Statistics from Altmetric.com
A 78-year-old man underwent open heart surgery complicated by prolonged intubation and requiring a tracheotomy. Three months after decannulation he presented with progressive difficulty in breathing due to laryngotracheal stenosis. Laryngotracheal reconstruction with insertion of a T-tube were performed. At surgery, thyroid goitre was found and the trachea was slightly deviated to the left. Six months after surgery, the patient complained about progressive difficulty in breathing while recumbent and could not manage with a plugged T-tube. Fiberoptic laryngoscopy did not reveal any significant pathology. It was not possible to pass the scope through the glottis. Three-dimensional spiral computed tomography (CT) including virtual endoscopy (VE) was then performed. A large multinodular appearing goitre was found. VE demonstrated severe deviation of the tracheal segment containing the T-tube from the more superior airway. A shelf-like soft tissue was hanging over the upper margin of the T-tube, leaving only a small opening of approximately 4 mm in diameter (figure1). Three-dimensional reconstruction of the airway confirmed these findings (figure 2).

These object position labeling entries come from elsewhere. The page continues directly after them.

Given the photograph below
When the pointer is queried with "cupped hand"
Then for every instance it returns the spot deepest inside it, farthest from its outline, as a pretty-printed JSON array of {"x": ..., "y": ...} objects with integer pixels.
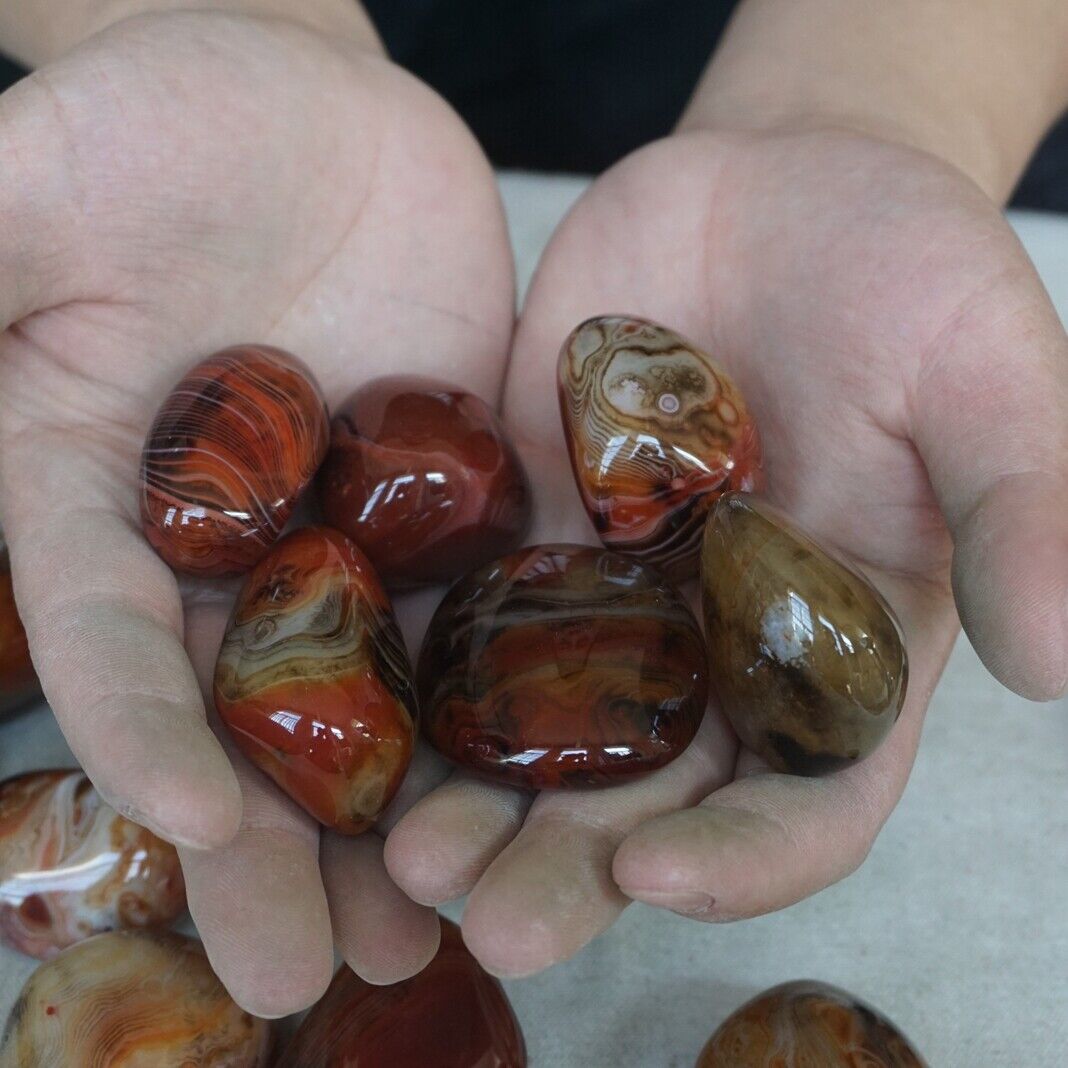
[
  {"x": 910, "y": 379},
  {"x": 177, "y": 184}
]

We speculate that, subsequent to the laryngotracheal reconstruction, gradual enlargement of the thyroid gland had caused the trachea to deviate not only from right to left, but also from the anterior to posterior direction. This was especially significant while the patient was recumbent, the enlarged thyroid gland being affected by gravity, pushing the segment of trachea containing the T-tube backwards, thereby causing almost complete obstruction of the airway. When questioned, the patient admitted that his symptoms occurred primarily while lying on his back. The patient's short, heavily scarred and wide neck, did not afford accurate assessment of thyroid size, even in retrospect. Fiberoptic endoscopy, which is usually performed in the sitting position, did not suggest airway obstruction. Fiberoptic endoscopy while the patient was recumbent might have detected a problem earlier, however, it is often technically difficult in this position and therefore rarely performed. It is also often impossible to inspect the subglottic and tracheal regions during fiberoptic laryngoscopy.
Three-dimensional VE (also called ‘virtual bronchoscopy’) is a modern technique for performing a simulated endoscopy in order to view endoluminal structures similarly to a real endoscopic examination. In this method, thin-section CT helical data are reformulated to produce realistic surface rendering of the inner walls of the airway. These surfaces can then be visualised as though seen through an endoscope.1-5
VE may be useful for medical education and training.1 It may aid in the understanding of complex tracheobronchial anatomy and demonstrate the relationship of the airway to surrounding tissue.2 Clinical applications include assisting with diagnoses, replacing invasive examinations such as bronchoscopy in selected cases, and helping in surgical planning or endobronchial treatments such as transbronchial biopsies.2
Regular endoscopy is still the ‘gold standard’ in evaluating upper airway diseases.3-5 However, it can be misleading in cases such as our patient. Three-dimensional VE is an emerging new method suitable for various indications, especially when the structures in question are complex or tortuous, or when endoscopically non-passable stenoses, tumours, stents or tubes are encountered. An advantage of VE over regular axial and coronal CTscans, is its ability to illustrate complex anatomy in a manner that can be easily comprehended by surgeons familiar with the view through a real bronchoscope. Regular endoscopy and VE should be considered as complementary modalities in difficult cases, the latter improving the diagnostic approach to these patients.
In 1997/8 RE was a research fellow at the Cleveland Clinic Foundation, Cleveland, Ohio, and a recipient of fellowship from the American Physicians Fellowship for Medicine in Israel.